The jobs in the city are “up 5.71 percent,” according to the Los Angels newspaper.
The Los Angeles paper said it used the city-wide job numbers from the newspaper’s payroll data.
The report also showed that the jobs lost due to the flood are expected to be in addition to the 5.21 percent jobs that are already being created by the closure of newspapers.
In addition to helping newspapers make money, the jobs created in the aftermath of the flood were vital to helping communities recover from Hurricane Katrina, according the Times.
“If the job loss is the only one that has impacted [the newspaper industry], then that’s good for the industry,” said Daniel J. Breslow, the newspaper industry analyst at the New York-based consulting firm IBISWorld.
“That’s what we need.”
A number of other large newspaper companies are in the midst of layoffs.
The Associated Press reports that several of the largest newspapers in the US, including The Wall Street Journal, The Wall, the New England Journal and The New York Post, are cutting jobs.
The AP also reports that The New England Business Journal and the New Jersey Star-Ledger newspapers are planning to lay off more than 1,300 people.

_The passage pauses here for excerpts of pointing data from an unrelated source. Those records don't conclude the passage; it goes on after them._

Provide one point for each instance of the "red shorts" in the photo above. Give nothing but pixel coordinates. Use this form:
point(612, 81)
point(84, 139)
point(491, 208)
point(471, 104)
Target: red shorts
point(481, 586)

The WallStreet Journal said last week that it was cutting 1,500 jobs.
A number also of smaller papers have laid off staff members.
The Baltimore Sun newspaper reported that it had laid off 3,500 people in the past week.
The New Orleans Advocate newspaper reported on Wednesday that it will lay off 1,000 workers.
The paper said the layoffs would be the largest in the paper’s history.
Other small local papers, including the WVU Observer, The Times-Picayune, The Argus, The Daily Journal and others, have also announced layoffs.